A variety of programs are available that help evaluate student performance. At the elementary level in Mohonasen, teachers use Successmaker, a computer-based program that supports instruction in math and English Language Arts.

“Students work individually, at their own pace,” said Cutting. “The questions get harder if a student is getting answers right, and it eases up if they’re not. Teachers can print a report to see how the student performed.”

That data can help a teacher target areas in which individual students might need more support.

Fountas & Pinnell is a system used to evaluate students’ reading levels, and Mohonasen’s elementary school teachers use the data they derive from that system to form reading groups within the classroom.

“Teachers are able to create smaller reading groups targeting individual student levels. Some students will progress more quickly, and there is more variety of materials,” said Cutting. “That data can help a teacher individualize more and get to a student’s own needs. As a parent, you might think, ‘Oh, they teach to the middle.’ This type of data helps you teach to all ranges on the spectrum of ability levels.”

If a child is struggling in a subject area, teachers can use data to help isolate the cause.

“We can now take data to see how students did on a particular assessment.
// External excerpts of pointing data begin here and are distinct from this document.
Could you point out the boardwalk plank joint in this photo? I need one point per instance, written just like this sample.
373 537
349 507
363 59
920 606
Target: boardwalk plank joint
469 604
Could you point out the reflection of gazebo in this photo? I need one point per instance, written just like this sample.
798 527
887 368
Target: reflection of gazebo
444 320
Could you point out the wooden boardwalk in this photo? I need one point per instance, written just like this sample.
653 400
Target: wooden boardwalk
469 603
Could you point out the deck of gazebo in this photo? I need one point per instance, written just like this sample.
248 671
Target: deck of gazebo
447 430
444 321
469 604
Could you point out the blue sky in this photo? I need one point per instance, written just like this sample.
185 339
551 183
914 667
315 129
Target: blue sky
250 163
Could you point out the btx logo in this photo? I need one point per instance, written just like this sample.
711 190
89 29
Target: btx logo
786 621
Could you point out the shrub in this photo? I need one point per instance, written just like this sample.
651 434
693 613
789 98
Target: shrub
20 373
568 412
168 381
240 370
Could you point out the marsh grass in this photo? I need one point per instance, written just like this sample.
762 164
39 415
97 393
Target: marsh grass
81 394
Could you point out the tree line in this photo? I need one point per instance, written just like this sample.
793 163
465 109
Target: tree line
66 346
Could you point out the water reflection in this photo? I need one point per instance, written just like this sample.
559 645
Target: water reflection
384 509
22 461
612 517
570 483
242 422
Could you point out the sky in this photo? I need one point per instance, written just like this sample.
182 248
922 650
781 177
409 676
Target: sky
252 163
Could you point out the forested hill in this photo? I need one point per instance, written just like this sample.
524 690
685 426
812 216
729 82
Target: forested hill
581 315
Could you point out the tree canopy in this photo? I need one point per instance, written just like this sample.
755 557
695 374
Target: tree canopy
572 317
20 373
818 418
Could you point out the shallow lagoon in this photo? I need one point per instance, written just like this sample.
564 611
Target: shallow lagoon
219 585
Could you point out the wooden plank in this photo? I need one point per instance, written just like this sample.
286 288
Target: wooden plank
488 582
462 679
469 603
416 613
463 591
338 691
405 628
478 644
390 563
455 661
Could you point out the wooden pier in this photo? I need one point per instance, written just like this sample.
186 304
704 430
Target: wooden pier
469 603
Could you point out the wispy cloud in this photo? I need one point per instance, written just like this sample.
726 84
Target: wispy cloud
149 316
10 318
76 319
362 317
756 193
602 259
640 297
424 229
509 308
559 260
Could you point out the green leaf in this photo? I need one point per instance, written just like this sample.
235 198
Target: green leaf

We can do an item analysis and see where students struggled and where they did well,” said Downing.

Of course, said Downing, having the data is just the first step. “Once they see where a child is struggling, it’s up to the educator to figure out, ‘What am I going to do to help that child?’ The end goal is to be able to be individualized and to be able to address a situation sooner,” she said.

“The overall message is that it’s not just, ‘here’s the grade you get on a test.’ What’s available now in a more user-friendly format, schools are using on a more regular basis in the classroom to address student needs and provide more individualized instruction,” said Cutting.

Staying on track

Data can also help the district ensure that every child learns.

“Data can help us get a better picture faster of what a child’s needs might be,” said Downing. “Teachers can look at state assessments, they can make their own assessments based on their experience and knowing their students. They can look at discipline records and attendance records, or any information that they think might have something to do with the way a student is performing or behaving.”

Middleton agreed.

“You can get a child’s assessment score, but that’s not really going to tell you a lot about the child,” said Middleton. “The data affirms what your gut is telling you. It helps you to really see specifically where students are. It can help teachers to differentiate instruction, to be more proactive than reactive in planning. If a high school student is having trouble with reading comprehension, for example, part of it might be that they need more scaffolding in reading.”

The ultimate goal, Downing said, is to catch students before they fall.

“Research shows that a student struggling on an ELA assessment, who also has attendance and behavior issues, has a higher chance of dropping out,” Downing said. “We can use this data earlier in a school career to identify at-risk students. It’s like having a net at a higher level instead of waiting for the last bit of the fall.”